O senhor Presidente da AR, como tem sido visível noutras alturas, quer na qualidade de deputado, quer na de ministro, facilmente ultrapassa os limites da tolerância perante factos que o incomodam. É da sua autoria a frase “quem se mete com o PS leva” e isso já define, claramente, um deficit de autocontrolo que acaba por comprometê-lo. É que para o exercício de altas funções de soberania do Estado, e não só, as emoções devem sempre ficar fora da porta, devendo pontificar a lucidez e o bom-senso, coisa que, com todo o respeito, não me parece ter existido no episódio descrito. Assim, e quando é público que poderá vir a ser o candidato pelo PS à presidência da República, é garantido que não terá o meu voto, não porque não o respeite, mas simplesmente porque não vejo na sua pessoa o perfil de líder e de estadista de que o nosso país precisa, neste mundo cada vez mais conturbado.

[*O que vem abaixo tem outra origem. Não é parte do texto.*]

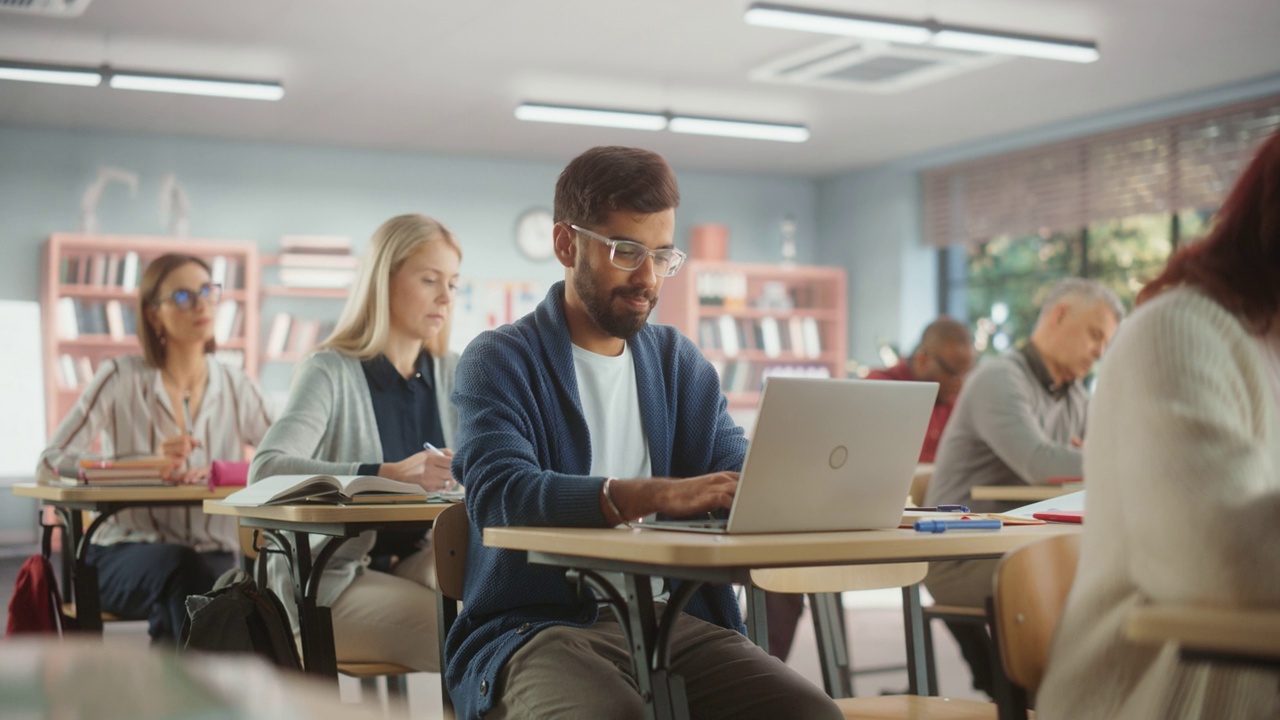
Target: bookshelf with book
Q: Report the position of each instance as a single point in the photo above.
(754, 320)
(307, 269)
(88, 304)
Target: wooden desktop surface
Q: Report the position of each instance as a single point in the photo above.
(700, 550)
(120, 493)
(1023, 493)
(325, 513)
(1207, 629)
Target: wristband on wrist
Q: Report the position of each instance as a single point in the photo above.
(613, 506)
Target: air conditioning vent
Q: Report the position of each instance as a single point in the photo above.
(867, 65)
(48, 8)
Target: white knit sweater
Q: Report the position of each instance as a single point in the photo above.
(1183, 469)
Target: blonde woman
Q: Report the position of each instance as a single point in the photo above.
(174, 400)
(368, 402)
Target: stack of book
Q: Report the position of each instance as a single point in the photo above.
(292, 337)
(123, 472)
(316, 261)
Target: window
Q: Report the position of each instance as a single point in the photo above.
(1110, 206)
(997, 286)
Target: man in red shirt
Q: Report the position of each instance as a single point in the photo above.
(945, 356)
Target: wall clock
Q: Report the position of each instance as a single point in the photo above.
(534, 233)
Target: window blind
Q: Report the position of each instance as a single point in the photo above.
(1180, 163)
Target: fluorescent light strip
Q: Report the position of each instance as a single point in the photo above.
(836, 23)
(739, 128)
(920, 32)
(1010, 45)
(83, 78)
(197, 86)
(590, 117)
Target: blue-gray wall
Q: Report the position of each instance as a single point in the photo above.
(260, 191)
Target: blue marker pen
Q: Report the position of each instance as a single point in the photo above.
(944, 525)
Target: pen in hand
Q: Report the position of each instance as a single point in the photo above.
(944, 525)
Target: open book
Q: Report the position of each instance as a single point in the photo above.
(279, 490)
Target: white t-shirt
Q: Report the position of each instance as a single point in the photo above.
(607, 388)
(611, 402)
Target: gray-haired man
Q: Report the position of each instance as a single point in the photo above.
(1019, 420)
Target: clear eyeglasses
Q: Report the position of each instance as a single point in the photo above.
(627, 255)
(188, 300)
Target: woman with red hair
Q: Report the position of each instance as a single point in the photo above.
(1183, 470)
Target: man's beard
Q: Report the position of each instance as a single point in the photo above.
(599, 304)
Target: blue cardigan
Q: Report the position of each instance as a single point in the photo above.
(525, 456)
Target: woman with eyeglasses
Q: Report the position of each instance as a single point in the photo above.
(374, 400)
(174, 400)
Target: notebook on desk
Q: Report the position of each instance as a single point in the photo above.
(826, 455)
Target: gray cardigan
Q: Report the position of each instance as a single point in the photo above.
(328, 427)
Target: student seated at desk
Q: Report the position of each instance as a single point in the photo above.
(1018, 420)
(150, 559)
(553, 409)
(1183, 466)
(365, 404)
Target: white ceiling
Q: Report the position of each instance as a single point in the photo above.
(446, 76)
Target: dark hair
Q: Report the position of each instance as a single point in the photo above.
(1238, 264)
(609, 178)
(149, 296)
(942, 332)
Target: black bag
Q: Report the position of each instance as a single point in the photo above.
(240, 616)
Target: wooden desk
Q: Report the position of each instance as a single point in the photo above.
(80, 578)
(1023, 493)
(728, 559)
(341, 523)
(46, 677)
(1210, 633)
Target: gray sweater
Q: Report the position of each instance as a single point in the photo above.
(328, 427)
(1008, 428)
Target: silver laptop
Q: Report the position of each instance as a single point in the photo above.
(826, 455)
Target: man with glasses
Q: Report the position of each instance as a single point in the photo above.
(1019, 420)
(944, 356)
(583, 414)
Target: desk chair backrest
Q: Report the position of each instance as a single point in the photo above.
(449, 543)
(842, 578)
(1029, 593)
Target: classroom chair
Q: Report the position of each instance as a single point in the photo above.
(449, 543)
(818, 580)
(1029, 593)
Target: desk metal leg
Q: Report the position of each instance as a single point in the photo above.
(757, 618)
(662, 691)
(917, 665)
(446, 615)
(319, 656)
(828, 619)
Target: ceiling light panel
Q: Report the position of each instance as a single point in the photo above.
(1015, 45)
(835, 23)
(539, 113)
(739, 128)
(51, 74)
(197, 86)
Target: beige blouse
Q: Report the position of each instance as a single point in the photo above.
(126, 404)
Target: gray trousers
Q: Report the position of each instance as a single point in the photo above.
(586, 673)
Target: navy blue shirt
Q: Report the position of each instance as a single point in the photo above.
(407, 417)
(405, 409)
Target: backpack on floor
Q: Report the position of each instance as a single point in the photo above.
(36, 605)
(240, 616)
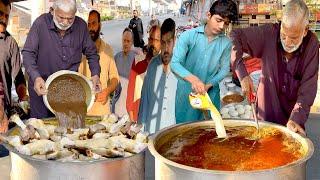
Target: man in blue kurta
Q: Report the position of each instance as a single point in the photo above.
(55, 42)
(201, 59)
(159, 86)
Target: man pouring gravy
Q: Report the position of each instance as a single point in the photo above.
(56, 41)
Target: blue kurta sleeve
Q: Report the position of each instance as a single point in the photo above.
(180, 54)
(224, 66)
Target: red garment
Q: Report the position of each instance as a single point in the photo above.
(133, 102)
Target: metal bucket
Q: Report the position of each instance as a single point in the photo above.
(85, 82)
(25, 167)
(166, 169)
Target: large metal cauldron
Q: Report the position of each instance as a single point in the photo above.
(25, 167)
(166, 169)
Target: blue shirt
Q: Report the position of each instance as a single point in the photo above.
(157, 107)
(209, 61)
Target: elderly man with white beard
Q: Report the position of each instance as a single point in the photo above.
(290, 58)
(56, 41)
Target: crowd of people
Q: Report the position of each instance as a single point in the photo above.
(151, 82)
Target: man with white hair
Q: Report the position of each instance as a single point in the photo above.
(290, 57)
(56, 41)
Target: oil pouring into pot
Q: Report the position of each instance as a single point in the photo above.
(203, 102)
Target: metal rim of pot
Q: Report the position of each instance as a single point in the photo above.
(151, 145)
(83, 80)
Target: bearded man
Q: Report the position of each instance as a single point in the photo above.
(289, 54)
(56, 41)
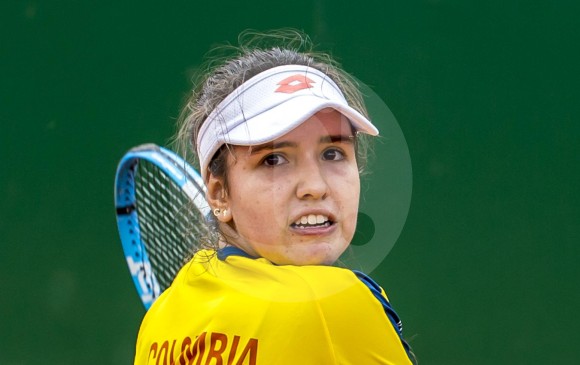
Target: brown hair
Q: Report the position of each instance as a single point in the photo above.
(227, 67)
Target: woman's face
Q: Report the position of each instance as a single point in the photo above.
(295, 200)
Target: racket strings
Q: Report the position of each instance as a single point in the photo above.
(171, 227)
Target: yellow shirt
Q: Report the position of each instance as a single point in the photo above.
(236, 310)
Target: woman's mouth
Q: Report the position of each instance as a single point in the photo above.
(312, 221)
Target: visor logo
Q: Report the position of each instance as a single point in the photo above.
(294, 83)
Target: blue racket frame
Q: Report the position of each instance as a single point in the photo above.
(136, 255)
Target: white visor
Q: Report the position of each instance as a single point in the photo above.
(269, 105)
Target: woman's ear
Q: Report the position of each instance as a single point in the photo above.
(217, 197)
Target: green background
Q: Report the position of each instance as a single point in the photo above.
(485, 270)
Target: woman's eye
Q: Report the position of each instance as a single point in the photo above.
(273, 160)
(332, 154)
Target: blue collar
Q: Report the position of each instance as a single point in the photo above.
(225, 252)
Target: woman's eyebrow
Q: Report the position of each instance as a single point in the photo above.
(341, 138)
(271, 146)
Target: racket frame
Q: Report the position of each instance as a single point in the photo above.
(183, 175)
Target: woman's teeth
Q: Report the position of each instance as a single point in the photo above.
(312, 219)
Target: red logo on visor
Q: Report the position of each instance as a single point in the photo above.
(294, 83)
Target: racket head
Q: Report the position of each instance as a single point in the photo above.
(161, 216)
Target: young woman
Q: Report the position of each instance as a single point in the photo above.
(279, 134)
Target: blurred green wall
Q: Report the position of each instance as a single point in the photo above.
(486, 93)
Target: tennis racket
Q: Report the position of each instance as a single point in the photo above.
(162, 215)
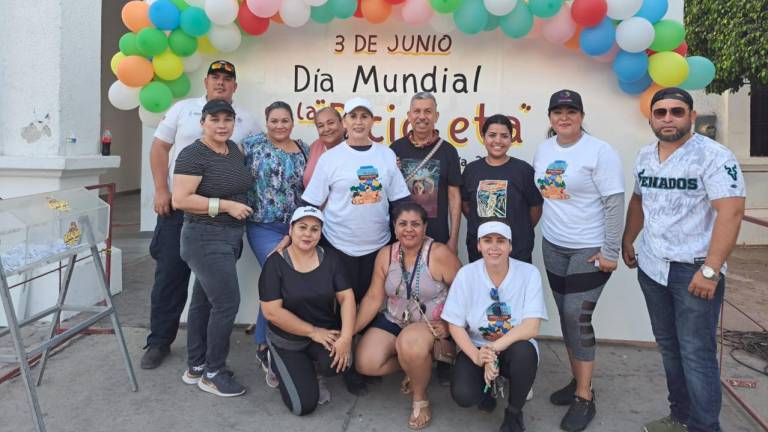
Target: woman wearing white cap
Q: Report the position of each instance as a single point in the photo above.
(494, 309)
(307, 335)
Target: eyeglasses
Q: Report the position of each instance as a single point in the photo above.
(677, 112)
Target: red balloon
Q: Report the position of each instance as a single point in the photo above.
(251, 23)
(589, 13)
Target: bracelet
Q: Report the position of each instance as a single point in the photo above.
(213, 207)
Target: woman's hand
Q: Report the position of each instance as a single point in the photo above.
(325, 337)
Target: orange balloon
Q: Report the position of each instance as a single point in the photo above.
(573, 42)
(135, 71)
(376, 11)
(136, 15)
(645, 99)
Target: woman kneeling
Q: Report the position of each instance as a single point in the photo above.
(494, 309)
(298, 289)
(413, 276)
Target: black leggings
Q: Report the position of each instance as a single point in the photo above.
(518, 364)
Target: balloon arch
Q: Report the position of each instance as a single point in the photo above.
(166, 37)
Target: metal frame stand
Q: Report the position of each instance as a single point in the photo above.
(14, 326)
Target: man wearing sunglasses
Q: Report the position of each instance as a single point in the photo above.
(179, 128)
(688, 201)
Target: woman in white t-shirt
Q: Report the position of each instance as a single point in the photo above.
(581, 180)
(494, 309)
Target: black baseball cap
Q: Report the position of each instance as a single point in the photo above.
(565, 98)
(222, 66)
(215, 106)
(673, 93)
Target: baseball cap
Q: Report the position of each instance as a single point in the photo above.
(565, 98)
(494, 227)
(673, 93)
(215, 106)
(222, 66)
(357, 102)
(306, 211)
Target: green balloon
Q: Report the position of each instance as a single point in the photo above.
(669, 35)
(128, 45)
(179, 87)
(182, 44)
(151, 41)
(471, 17)
(517, 23)
(445, 6)
(322, 14)
(155, 97)
(545, 8)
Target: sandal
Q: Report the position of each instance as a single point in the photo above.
(420, 416)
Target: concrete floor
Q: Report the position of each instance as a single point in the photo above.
(86, 387)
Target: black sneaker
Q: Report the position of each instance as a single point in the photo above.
(154, 356)
(222, 384)
(565, 395)
(579, 414)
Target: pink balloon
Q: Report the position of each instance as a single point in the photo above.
(559, 28)
(263, 8)
(417, 12)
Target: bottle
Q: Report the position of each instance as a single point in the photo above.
(106, 141)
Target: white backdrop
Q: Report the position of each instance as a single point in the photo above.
(514, 74)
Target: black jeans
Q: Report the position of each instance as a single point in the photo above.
(211, 252)
(169, 293)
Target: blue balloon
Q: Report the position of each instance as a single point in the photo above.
(630, 66)
(636, 87)
(164, 15)
(599, 39)
(653, 10)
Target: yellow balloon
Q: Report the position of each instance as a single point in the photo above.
(116, 61)
(204, 46)
(168, 66)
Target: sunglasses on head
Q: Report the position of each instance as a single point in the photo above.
(677, 112)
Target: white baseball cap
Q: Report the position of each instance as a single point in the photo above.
(306, 211)
(357, 102)
(494, 227)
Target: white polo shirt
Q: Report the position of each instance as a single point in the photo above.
(181, 127)
(676, 193)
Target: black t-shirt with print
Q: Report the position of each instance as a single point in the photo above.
(429, 187)
(505, 192)
(310, 296)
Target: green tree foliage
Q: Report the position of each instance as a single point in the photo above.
(734, 35)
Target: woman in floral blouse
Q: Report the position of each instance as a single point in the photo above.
(277, 164)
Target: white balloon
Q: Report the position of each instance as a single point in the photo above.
(623, 9)
(225, 38)
(123, 97)
(193, 62)
(295, 13)
(150, 119)
(635, 34)
(221, 12)
(500, 7)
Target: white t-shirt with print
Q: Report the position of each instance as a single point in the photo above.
(573, 181)
(358, 186)
(469, 302)
(678, 215)
(181, 127)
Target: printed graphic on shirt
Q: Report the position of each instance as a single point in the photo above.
(498, 315)
(553, 185)
(368, 190)
(423, 184)
(492, 198)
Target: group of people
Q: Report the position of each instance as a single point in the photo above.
(358, 248)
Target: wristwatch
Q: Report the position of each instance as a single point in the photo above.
(709, 273)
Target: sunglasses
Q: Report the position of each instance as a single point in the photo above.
(677, 112)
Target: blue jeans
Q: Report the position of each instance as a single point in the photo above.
(685, 328)
(263, 237)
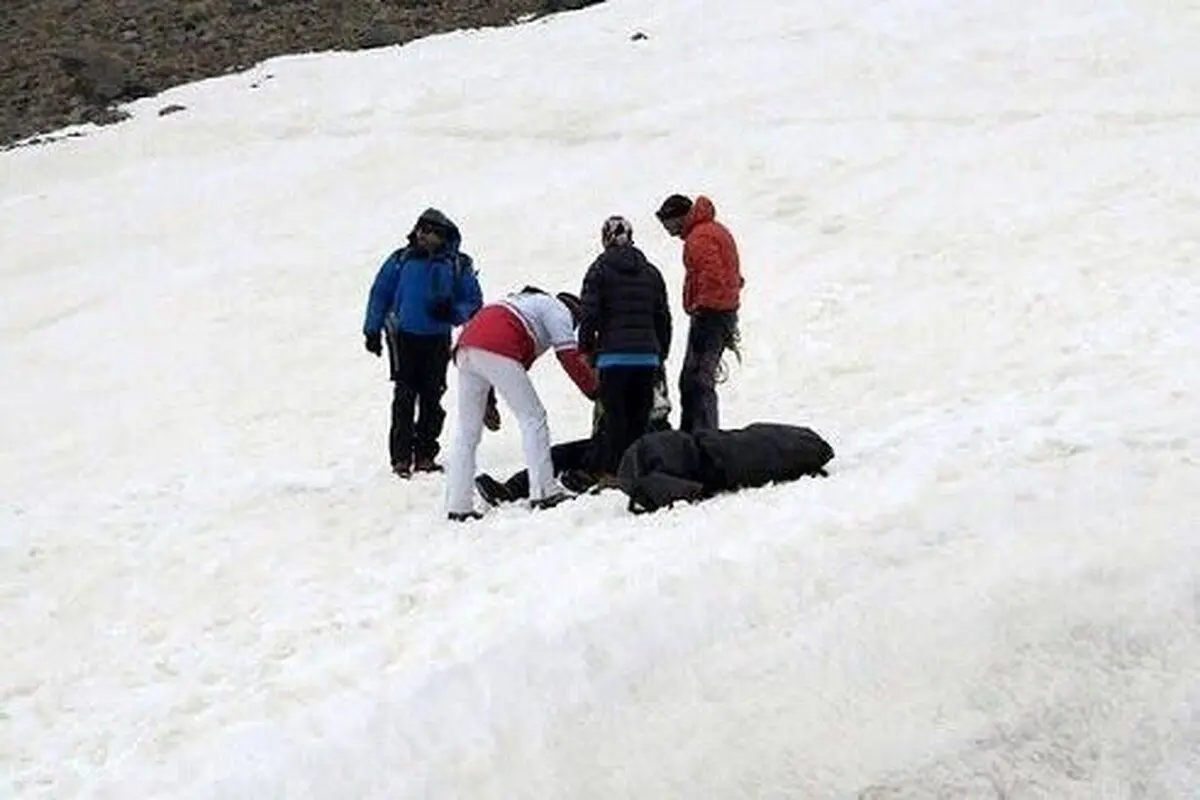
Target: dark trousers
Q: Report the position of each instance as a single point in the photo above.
(419, 367)
(627, 395)
(564, 457)
(708, 336)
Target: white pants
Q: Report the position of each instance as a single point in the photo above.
(478, 372)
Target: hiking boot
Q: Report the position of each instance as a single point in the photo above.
(492, 491)
(426, 465)
(577, 480)
(551, 500)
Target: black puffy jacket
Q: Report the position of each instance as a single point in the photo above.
(624, 305)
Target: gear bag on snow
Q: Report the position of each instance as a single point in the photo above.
(664, 468)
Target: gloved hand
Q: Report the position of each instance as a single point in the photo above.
(442, 310)
(492, 414)
(375, 343)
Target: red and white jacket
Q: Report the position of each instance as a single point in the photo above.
(522, 326)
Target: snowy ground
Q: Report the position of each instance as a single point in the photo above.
(970, 234)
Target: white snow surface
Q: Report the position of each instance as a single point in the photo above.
(971, 238)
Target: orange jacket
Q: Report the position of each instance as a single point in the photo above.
(712, 270)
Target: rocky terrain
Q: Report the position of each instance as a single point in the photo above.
(67, 61)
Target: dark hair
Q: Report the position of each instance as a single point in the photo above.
(676, 205)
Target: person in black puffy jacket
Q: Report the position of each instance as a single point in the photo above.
(625, 330)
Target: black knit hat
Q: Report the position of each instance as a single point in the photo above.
(676, 205)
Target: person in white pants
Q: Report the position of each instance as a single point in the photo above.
(496, 349)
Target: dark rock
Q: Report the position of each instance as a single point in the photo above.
(555, 6)
(384, 35)
(100, 76)
(113, 50)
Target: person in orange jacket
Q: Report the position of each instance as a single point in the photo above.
(712, 296)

O país político necessita de serenidade e de liderança, ante um ambiente que tem vindo a deteriorar-se cada vez mais, tantos são os episódios que põem a descoberto as fragilidades dos governantes, alguns mesmo incapazes de gerirem os seus ministérios com autoridade e mão firme. O caso do Ministério das Infra-Estruturas é, até à data em que escrevo estas linhas, o último acontecimento grave conhecido, misturando o Serviço de Informações de Segurança (SIS), PJ e PSP em circunstâncias rocambolescas. Trazer o SIS para esta equação foi completamente descabido e mostra bem a ignorância e a incompetência que grassa no meio governamental, pois aquele Serviço segue procedimentos muito próprios para o cumprimento da sua missão no âmbito da segurança do Estado. O Ministro João Galamba mostrou não possuir maturidade para a função que ainda exerce, e isso ficou bem explícito no presente caso, pelo que não lhe auguro grande futuro. Veremos o que se segue, mas este caso TAP tem sido uma máquina trituradora do governo e acredito que não ficará por aqui. 

Contrariando o seu período de vigência para quatro anos, com uma maioria absoluta, o governo já não possui pulmões, apresenta-se cansado e desorientado, e estou certo que acabará por sucumbir perante as idiotices de alguns dos seus membros, que, sem preparação e experiência, se deixaram deslumbrar pela importância dos cargos, gerando problemas e não mais-valias. A menos que o Primeiro-Ministro mostre a sua autoridade, exonerando os incompetentes e trazendo para o governo personalidades da sociedade civil com traquejo (o PS já pouco ou nada tem para dar), o estado anímico do país reclamará uma nova consulta popular.